Clima de instabilidade gerou confrontos nas ruas. Em meados de fevereiro, contavam-se mais de 60 mortos | Foto: LUSA

A mais recente crise política no Peru tem revelado um país à beira da ingovernabilidade. A crise em que o país caiu, depois da detenção do antigo presidente da República, Pedro Castillo, em dezembro, sucedeu a 17 meses de instabilidade política, marcados por cinco governos, cerca de 80 ministros, vários inquéritos por corrupção e três tentativas de destituição por parte do Congresso.

O conflito peruano revela um país dividido entre uma população urbana que tem por referência a capital, Lima, e uma população ameríndia, rural e pobre, das comunidades, das montanhas dos Andes e do sul do país, bem como um contexto de tensão política e social propícia para ser explorada por oportunismos políticos e autoritários.

Pedro Castillo foi eleito, em 2021, por uma margem de apenas 50 mil votos em relação a Keiko Fujimori, filha do antigo presidente do Peru, Alberto Fujimori, condenado por crimes de corrupção e violação dos direitos humanos.

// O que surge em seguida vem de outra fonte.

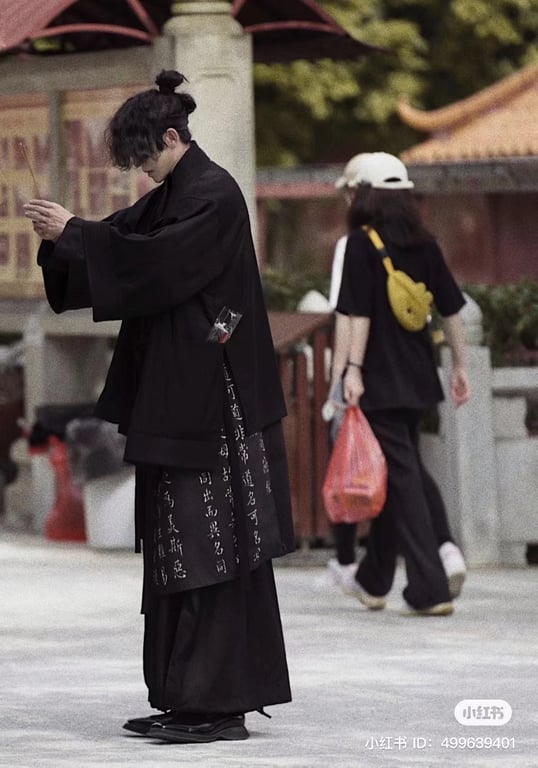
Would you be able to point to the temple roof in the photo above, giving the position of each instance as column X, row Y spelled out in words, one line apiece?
column 282, row 30
column 497, row 122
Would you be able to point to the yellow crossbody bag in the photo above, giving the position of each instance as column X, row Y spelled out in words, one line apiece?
column 410, row 302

Face aos resultados eleitorais, os partidos de direita sentiram-se legitimados para criar um clima político de grande tensão, onde não faltaram discursos de ódio e racistas. A par da inabilidade do presidente, as elites peruanas nunca aceitaram que um professor, sindicalista, proveniente de uma aldeia dos Andes assumisse os destinos do país.

A 7 de dezembro, na terceira tentativa levada a cabo para destituir o presidente da República, Pedro Castillo tomou a decisão de dissolver o Congresso, tentando pôr termo ao que ele denominou por “ditadura do Congresso”. Considerada uma atitude inábil, devido ao seu isolamento político relativamente aos militares, ao poder político e judicial, três horas após a sua decisão Castillo foi detido quando já se preparava para se refugiar na Embaixada do México. Acusado de tentar executar um golpe de Estado ao anunciar a dissolução do Congresso e convocar novas eleições, Castillo é destituído, sendo nomeada para o seu lugar a vice-presidente, Dina Baluarte.

Divórcio entre a rua e o Congresso
A nova presidente da República, a primeira mulher a ocupar o cargo no Peru, começou por manifestar a sua intenção de concluir o mandato até 2026. No entanto, os manifestantes vieram para a rua chamando-a de “traidora” e o clima de instabilidade política rapidamente degenerou em brutalidade. Em meados de fevereiro, contavam-se já mais de seis dezenas de mortos, em resultado dos confrontos nas ruas.

Mesmo depois de Baluarte ter abandonado a sua intenção de permanecer no poder e pedido a realização de eleições, o poder político tem resistido em convocar novas eleições, uma vez que isso implicaria a perda do mandato de 130 parlamentares que não poderão ser reeleitos. Perante uma dissociação profunda entre o poder político e as manifestações na rua, o Peru vive numa situação de ingovernabilidade: em seis anos, passou por sete moções de censura, e conheceu seis presidentes da República.